To call a function, use the probe
keyword. Here’s an example:
#! /usr/bin/env stap
probe kernel.function("foo")
probe kernel.function("*").return
Here’s some information you can find in these scripts to better understand what’s happening:
ioscheduler.elv_next_request
: Detects when a request (disk read/write type) is retrieved from the queueioscheduler.elv_next_request.return
: When a request is returned (like a return function in any language)process.exec
: The process is going to execute a new programprocess.release
: When the desired process will be released from memory (non-Zombie state)netdev.receive
: See the arrival of any network data on all cardstcp.sendmsg
: When the kernel sends a TCP framevm.pagefault
: See page faults (when memory is physically allocated/when data is taken from swap…)
If you want to get a complete list of all functions available from the kernel:
stap -p2 -e 'probe kernel.function("*") {}' | sort -u
Execution
Stap
As you may have understood, the stap
command is used to run scripts. This command is to be used on a development machine and is divided into 5 levels/steps:
- Parsing the script (checking the SystemTap script syntax)
- Comparing and verifying symbols/functions with those in kernel-debuginfo
- Converting SystemTap code to C
- Creating a Kernel module
- Loading and launching the module (as well as unloading it, all requiring root privileges)

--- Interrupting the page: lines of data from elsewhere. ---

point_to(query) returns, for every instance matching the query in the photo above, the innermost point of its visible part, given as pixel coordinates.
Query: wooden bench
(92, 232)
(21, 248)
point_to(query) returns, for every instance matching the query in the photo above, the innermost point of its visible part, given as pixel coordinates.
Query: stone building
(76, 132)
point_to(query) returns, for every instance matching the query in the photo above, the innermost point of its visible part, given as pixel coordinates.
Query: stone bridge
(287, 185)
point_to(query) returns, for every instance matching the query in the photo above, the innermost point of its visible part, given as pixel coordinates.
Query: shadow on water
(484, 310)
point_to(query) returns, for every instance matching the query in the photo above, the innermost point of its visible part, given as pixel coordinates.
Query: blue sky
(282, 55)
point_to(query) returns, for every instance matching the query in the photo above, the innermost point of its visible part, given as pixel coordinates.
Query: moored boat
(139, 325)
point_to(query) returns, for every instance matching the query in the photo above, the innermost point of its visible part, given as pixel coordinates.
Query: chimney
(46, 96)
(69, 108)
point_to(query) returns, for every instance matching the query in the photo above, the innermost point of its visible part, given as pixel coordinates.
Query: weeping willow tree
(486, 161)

It’s possible to not create a script and directly run the stap
command in a shell. You can also define an execution level for this command (for example 2 with the -p option). If you don’t specify one, all 5 levels will be executed and the module will remain loaded until it’s closed (via Ctrl+C).
Let’s look at an example command line that will place a tracer on the kernel’s sys_open()

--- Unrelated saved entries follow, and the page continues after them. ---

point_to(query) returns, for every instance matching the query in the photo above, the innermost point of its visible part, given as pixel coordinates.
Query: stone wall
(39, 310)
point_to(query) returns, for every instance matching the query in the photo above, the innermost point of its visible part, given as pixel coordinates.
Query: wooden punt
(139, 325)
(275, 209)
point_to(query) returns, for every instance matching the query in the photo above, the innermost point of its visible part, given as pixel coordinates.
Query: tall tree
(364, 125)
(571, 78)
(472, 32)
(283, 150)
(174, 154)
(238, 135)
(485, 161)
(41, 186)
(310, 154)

function and display all calls with their arguments:
stap -e 'probe syscall.open {printf("%s: %s\n", execname(), argstr)}'
Note: you can use the -k option to keep a trace of your compilation in /tmp to check if there was a problem during a step
FAQ
SystemTap ERROR: Build-id mismatch
If you observe this type of behavior when compiling a SystemTap module, it’s likely that the kernel-dev version is different from the version of the kernel currently running on your machine. To verify this, compare the Build-id of the running kernel:
> eu-readelf -n /boot/vmlinuz-`uname -r` | grep "Build ID"
Build ID: efbb1bd2e40f890370b8f2fc536c991a2d4abda7
With that of the kernel-dev module:
> eu-readelf -n /usr/lib/debug/lib/modules/my_kernel_version/vmlinux | grep "Build ID"

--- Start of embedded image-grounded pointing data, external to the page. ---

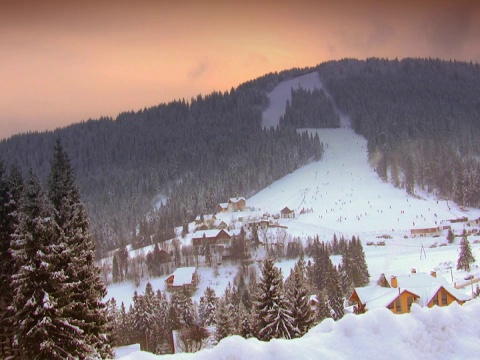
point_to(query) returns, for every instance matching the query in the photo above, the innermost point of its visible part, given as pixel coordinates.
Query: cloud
(199, 69)
(373, 37)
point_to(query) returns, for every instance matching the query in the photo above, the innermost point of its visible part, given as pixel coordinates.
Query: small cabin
(182, 279)
(286, 213)
(426, 232)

Build ID: adcf5270333d375aa5a034523b006373e8f54e48
Here we can see there’s a version problem, which will result in this type of message:
Pass 5: starting execution
ERROR: Build-id mismatch: "kernel" vs. "vmlinux" byte 0 (0xad vs 0xef) address 0xffffffff814f7380 rc 0
Warning: /usr/bin/staprun exited with status: 1
Pass 5: run completed in 10usr/10sys/232real ms.
Pass 5: execution failed.Try again with an additional '--vp 00001' option.
To solve your problem, just take the correct version of each required packages.
Last updated 31 Dec 2011, 14:15 +0200.